Elle est déjà au regard une invitation à la gourmandise.
Moulée dans un fourreau de copeaux chocolatés, caressant sous ce lit cacaotée une blanche crème, dense et ferme.
Rehaussée d’une cerise sur son gâteau, brillante et pourpre, luisante et sucrée, peut-être est-ce elle qui fera en premier lieu votre plaisir. Faites-la tourner sous votre langue, aspirez ses promesses et vous puiserez en retour une incroyable satisfaction. Et si vous la placez entre le pouce et l’index, admirez, respirez puis savourez.

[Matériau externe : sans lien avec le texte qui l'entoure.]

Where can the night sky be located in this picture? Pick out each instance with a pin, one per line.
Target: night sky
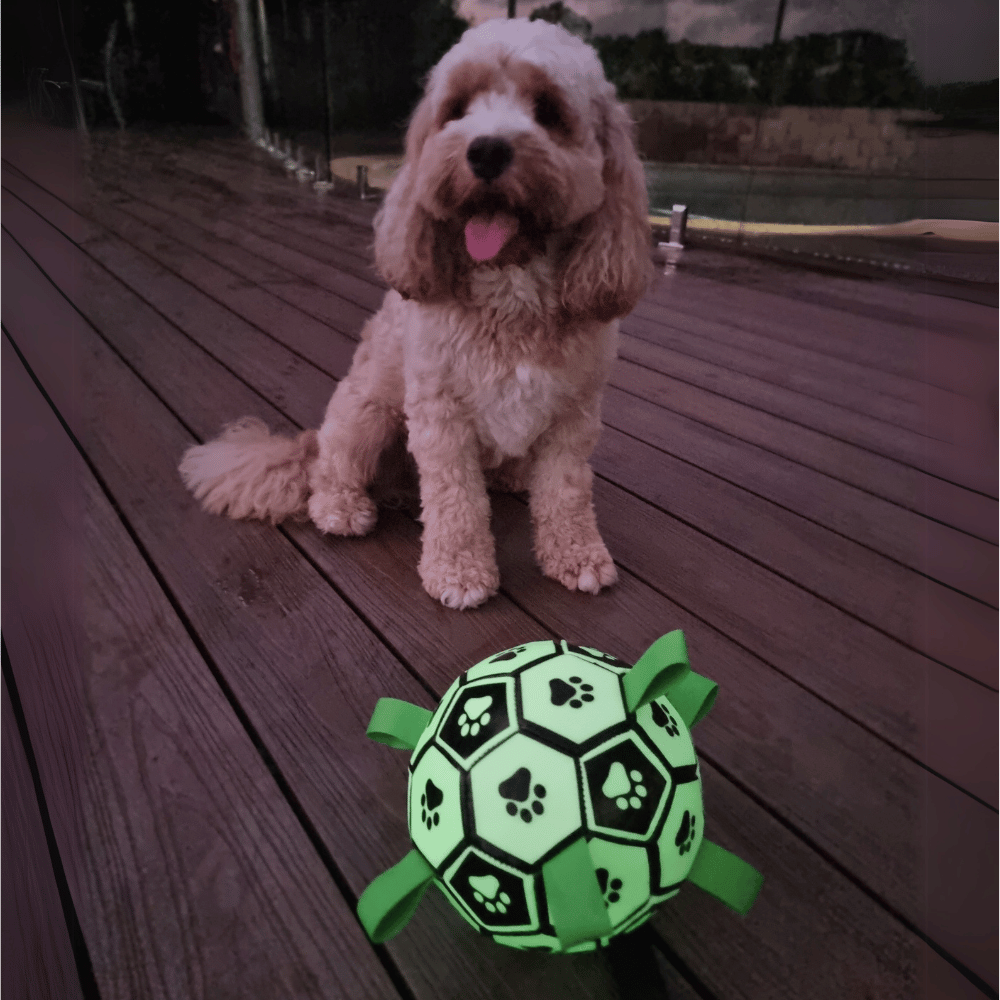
(949, 40)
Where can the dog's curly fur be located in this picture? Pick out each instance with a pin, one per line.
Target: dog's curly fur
(493, 370)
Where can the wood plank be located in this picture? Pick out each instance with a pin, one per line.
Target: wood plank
(286, 645)
(227, 274)
(188, 862)
(942, 553)
(893, 397)
(208, 210)
(37, 953)
(643, 338)
(957, 360)
(901, 304)
(907, 699)
(932, 619)
(964, 459)
(960, 508)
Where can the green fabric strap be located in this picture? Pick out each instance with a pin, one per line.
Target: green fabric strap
(386, 906)
(725, 876)
(398, 724)
(693, 696)
(662, 666)
(576, 905)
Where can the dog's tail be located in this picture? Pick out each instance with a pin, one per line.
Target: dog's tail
(248, 472)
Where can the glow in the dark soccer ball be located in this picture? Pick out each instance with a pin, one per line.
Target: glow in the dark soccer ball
(555, 797)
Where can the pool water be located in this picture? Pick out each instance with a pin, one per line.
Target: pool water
(815, 197)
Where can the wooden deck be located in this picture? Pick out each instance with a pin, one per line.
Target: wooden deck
(798, 470)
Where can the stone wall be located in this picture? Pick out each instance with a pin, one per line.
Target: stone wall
(855, 140)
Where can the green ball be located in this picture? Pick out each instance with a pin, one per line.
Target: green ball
(527, 750)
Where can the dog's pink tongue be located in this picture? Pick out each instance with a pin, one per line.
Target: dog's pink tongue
(486, 235)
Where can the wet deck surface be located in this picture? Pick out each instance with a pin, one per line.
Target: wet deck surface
(798, 470)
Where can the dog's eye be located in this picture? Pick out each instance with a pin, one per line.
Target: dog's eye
(548, 113)
(453, 110)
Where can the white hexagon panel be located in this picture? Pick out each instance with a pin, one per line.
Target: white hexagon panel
(431, 729)
(623, 877)
(525, 798)
(435, 806)
(572, 697)
(605, 659)
(680, 838)
(480, 717)
(512, 659)
(667, 730)
(625, 788)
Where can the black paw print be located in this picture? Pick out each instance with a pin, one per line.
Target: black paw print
(517, 788)
(664, 719)
(575, 692)
(509, 654)
(625, 787)
(429, 802)
(486, 891)
(475, 715)
(685, 835)
(609, 890)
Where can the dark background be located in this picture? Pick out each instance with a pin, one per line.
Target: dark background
(358, 65)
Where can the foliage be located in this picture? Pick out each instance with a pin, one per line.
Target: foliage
(850, 68)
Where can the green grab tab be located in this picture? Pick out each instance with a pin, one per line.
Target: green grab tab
(398, 724)
(693, 696)
(726, 877)
(662, 666)
(386, 906)
(575, 902)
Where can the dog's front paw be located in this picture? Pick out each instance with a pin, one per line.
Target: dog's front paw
(343, 512)
(460, 583)
(587, 568)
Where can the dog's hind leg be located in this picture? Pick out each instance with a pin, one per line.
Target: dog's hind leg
(363, 417)
(568, 545)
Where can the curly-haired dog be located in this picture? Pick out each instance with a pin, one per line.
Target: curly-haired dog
(514, 236)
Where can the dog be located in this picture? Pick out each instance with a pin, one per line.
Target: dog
(513, 238)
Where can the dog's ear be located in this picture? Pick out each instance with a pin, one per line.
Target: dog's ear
(405, 235)
(609, 265)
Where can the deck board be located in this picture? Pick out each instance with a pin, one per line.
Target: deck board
(37, 955)
(195, 876)
(214, 287)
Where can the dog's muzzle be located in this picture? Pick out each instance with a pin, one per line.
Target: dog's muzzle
(489, 157)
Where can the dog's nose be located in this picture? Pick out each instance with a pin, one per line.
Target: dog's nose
(489, 156)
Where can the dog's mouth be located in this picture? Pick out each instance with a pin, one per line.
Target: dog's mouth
(490, 222)
(486, 234)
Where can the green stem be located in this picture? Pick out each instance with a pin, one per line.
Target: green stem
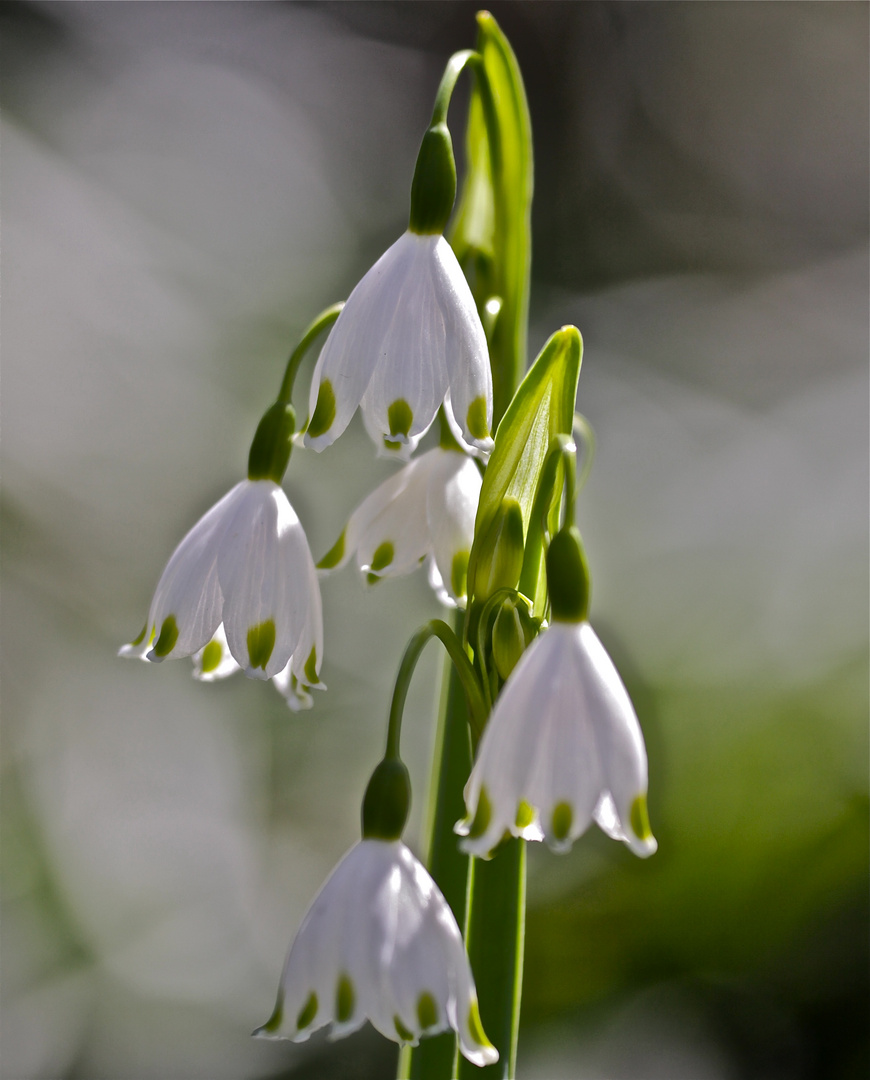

L’extase est proche.
Alliance onctueuse, mélange idéal, vos papilles n’en sont qu’aux prémisses d’un doux voyage. Sous la langue la crème, sous les dents le croquant finement léger du chocolat, s’engouffre alors puissamment et généreusement une génoise, se plaquant de façon indécente et généreuse contre votre palais tout entier.
Vous l’avez d’abord senti, vous le goûtez à présent, le parfum alcoolisé, suave et unique de sa liqueur au goût de cerise.
Pour apprécier pleinement la forêt noire, il faut s’en rassasier avec délectation, et pour ma part j’aime y mettre le doigt, voire plusieurs, et sans vergogne les porter à ma bouche et les lécher, encore sucrés de ma forêt noire.